Event Streaming using Kafka-Novice
This story talks about the event and processing of events using Kafka.
Event- Shows the change in state of object. The unbounded form of flow of event is called event stream. It shows something happened in the source of the event.
Streaming- The unbounded form of source of event
Producer- The source that produces the event or event stream
Consumer- To continuously capture and analyze the events stream.
There are three types consumers in Kafka
- Consumer API- Very simple use case like read data, parse and route
- Stream API- For complex logics requires like reading pulse rate, fraud detection or time window based use case
- KSQL- Similar to Stream based API with pre-defined use case and available feature in KSQL
- Consumer for stream(Stream API) work in similar fashion as it works for simple Kafka consumer API.
- The Kafka streaming API is developed on top of Kafka consumer API. It has addition inbuilt capability to transform, enrich or route the stream to another direction.
- It can be scaled vertically by adding more consumer and horizontally by adding more CPU to existing infrastructure.
- It supports for automatic fault-tolerance and load balancing.

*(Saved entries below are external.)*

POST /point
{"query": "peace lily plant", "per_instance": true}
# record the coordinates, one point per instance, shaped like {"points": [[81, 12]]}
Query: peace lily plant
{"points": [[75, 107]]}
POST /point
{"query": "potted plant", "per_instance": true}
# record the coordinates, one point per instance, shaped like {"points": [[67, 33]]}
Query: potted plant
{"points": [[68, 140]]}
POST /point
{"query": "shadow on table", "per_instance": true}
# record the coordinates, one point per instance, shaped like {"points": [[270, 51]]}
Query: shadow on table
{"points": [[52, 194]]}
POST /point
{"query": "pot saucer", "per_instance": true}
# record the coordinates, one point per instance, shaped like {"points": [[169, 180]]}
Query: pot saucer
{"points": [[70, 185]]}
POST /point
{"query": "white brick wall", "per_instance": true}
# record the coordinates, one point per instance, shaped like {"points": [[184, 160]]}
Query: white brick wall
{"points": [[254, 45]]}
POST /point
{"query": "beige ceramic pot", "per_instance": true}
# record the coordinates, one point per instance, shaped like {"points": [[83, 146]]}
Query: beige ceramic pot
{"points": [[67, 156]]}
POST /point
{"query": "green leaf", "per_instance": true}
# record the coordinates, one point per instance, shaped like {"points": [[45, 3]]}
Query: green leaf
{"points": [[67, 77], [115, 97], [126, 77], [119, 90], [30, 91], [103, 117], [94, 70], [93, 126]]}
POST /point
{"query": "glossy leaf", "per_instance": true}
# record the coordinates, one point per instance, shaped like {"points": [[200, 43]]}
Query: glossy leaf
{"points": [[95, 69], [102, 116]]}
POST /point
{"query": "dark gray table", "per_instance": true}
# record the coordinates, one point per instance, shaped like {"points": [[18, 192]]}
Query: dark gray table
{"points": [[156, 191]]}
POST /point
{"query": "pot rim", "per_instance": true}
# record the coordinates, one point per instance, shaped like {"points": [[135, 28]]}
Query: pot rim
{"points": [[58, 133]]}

Vertical scaling and Load Balancing
props.put(StreamsConfig.NUM_STREAM_THREADS_CONFIG, 3);
Horizontal scaling
props.put(StreamsConfig.NUM_STREAM_THREADS_CONFIG, 3);
In case of two different consumer types, the number of thread for the consumer is different. Both consumer group are running on the same machine.
Here the machine may have the limitation to run the number of consumer on it. So new machine can be added in order to run the a group consumer on different machine.
Fault-tolerance and load balancing
Suppose one of the machine goes down in above diagram, Kafka automatically do the fault tolerance and put the failed instance to healthy node.
Kafka automatically moves the running consumer on the healthy node in case of the current node goes down.
Kafka Stream API
There are two types of APIs
Stream DSL: Very high level of API for most of the common use. It is recommended if it matches with the solution requirement. map, filter, join and aggregations.
Kafka Processor API: These are low level APIs and have more manual work at development side. It connects processors as well as interact directly with state stores. Processor interface is used to customise the processor APIs.